Earlier this year, the Tyndale House sponsored a conference at the Westminister Chapel, in London, to both address contemporary objections to the historicity of the New Testament and show why the Bible can be trusted. With the goal in training Christians to be able to share their faith with confidence, the conference brought together some of the foremost evangelical scholars around today. The DVD of the sessions has now become available. You can purchase it online here.
Information about the three lectures included on the DVD, from the Bible and Church website:
Have we got the history right? Dr. Peter J. Williams
A widely held idea is that Christian beliefs arose over a long period of time through a mixture of gullibility and conspiracy. Early Christian records are held to be legend, myth or fabrication.
However, when we consider the earliest accounts of Christianity by non-Christian writers we see that Christians were never in a position to fabricate the accounts of Jesus, and that the core Christian beliefs must have been held very early
Dr Peter (P.J.) Williams is the Warden of Tyndale House.

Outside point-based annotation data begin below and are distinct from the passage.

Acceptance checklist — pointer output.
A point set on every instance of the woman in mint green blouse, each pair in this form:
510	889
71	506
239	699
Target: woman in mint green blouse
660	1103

He was educated at Cambridge University, where he received his MA, MPhil and PhD, in the study of ancient languages related to the Bible.
Have we got the text right? Dr. Dirk Jongkind
Another popular idea is that the Bible has been corrupted, either by deliberate falsification or simply lost through passage of time. Such ideas are promoted in the British media.

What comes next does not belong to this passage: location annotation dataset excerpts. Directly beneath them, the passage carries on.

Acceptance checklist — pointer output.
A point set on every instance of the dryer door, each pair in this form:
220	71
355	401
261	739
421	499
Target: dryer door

This session will explain what New Testament manuscripts are and compare the manuscripts we have of the New Testament with what we have for other ancient writings.
It will also show how little evidence there is for deliberate change within New Testament manuscripts. The scribes of the New Testament manuscripts would not have been good conspirators because they were interested in copying not in changing.
Dr Dirk Jongkind is a Dutch biblical scholar who finished his PhD at Cambridge University on Codex Sinaiticus, the oldest complete copy of the New Testament.
Have we got Jesus right? Dr Simon J. Gathercole
Probably the most popular idea in relation to the Bible is that books have been missed out or put in due to political pressure and various media have been full of talk about ‘other gospels’.
Here some of the most famous ‘other gospels’ are considered: the gospels of Thomas, Judas and Mary. But first it is important to establish two facts about the very earliest Christians and their beliefs:
* they believed that Jesus had died as a ransom for our sins.
* they believed that Jesus had fulfilled the Old Testament.
It is found that while Matthew, Mark, Luke and John agree with these two Christian beliefs, the apocryphal gospels generally do not. They do not fit the pattern of earliest Christian belief precisely because they were written later.
They are less reliable than the canonical gospels both in their picture of history and in their picture of Jesus’ message. For real pictures of Jesus, based on eyewitness testimony, you need to read the New Testament.
Dr Simon Gathercole is Editor of the Journal for the Study of the New Testament. Having studied Classics and Theology at Cambridge University.